A heterodoxia parece não ter compreendido que a economia brasileira tem um claro problema de oferta, com a produtividade caminhando com a ajuda de aparelhos. E isso desde o final de 2010! A agenda de reformas é necessária justamente para atacar essa debilidade. Não se trata aqui, diga-se, de um diagnóstico novo. O terrível ambiente de negócios brasileiro não surgiu nos últimos 10 anos, é fruto de décadas de protecionismo, burocracia e insegurança jurídica. Atacar essas ineficiências é uma condição mais do que necessária para que a economia consiga, enfim, ter um crescimento de renda per capita sustentável.

A tristeza é que a cada pauta ou reforma que ataque essas ineficiências, lá estarão os defensores do terraplanismo econômico sendo vigorosamente contrários a qualquer mudança. Do lado de corporações públicas e privadas. Comprometidos com narrativas e economistas defuntos, sem dar importância para a ampla evidência empírica disponível.
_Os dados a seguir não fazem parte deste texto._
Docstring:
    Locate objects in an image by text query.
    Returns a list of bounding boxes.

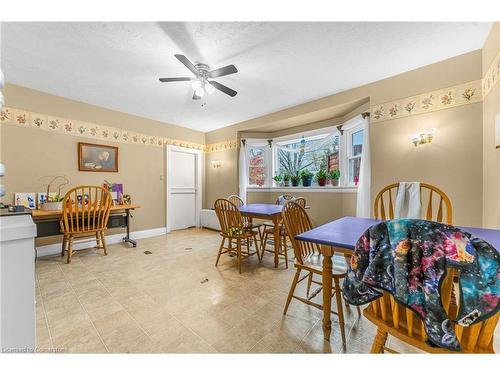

E mais do que triste, corremos o risco desse grupo voltar ao poder nas próximas eleições, dado que os resultados de um processo de reforma são demorados e de difícil assimilação pelo conjunto da sociedade. O risco é real, como nos mostra a vizinha Argentina.

Diante disso, o que nos resta? Do lado de cá, cabe não se abater, mostrando sempre o que os dados têm a dizer, de forma a convencer o conjunto da população sobre os benefícios da agenda de reformas e sobre os malefícios de se voltar a adotar os fundamentos da Nova Matriz. Desse debate depende a volta do crescimento sustentável e a convergência na direção dos países que deram certo ao redor do mundo.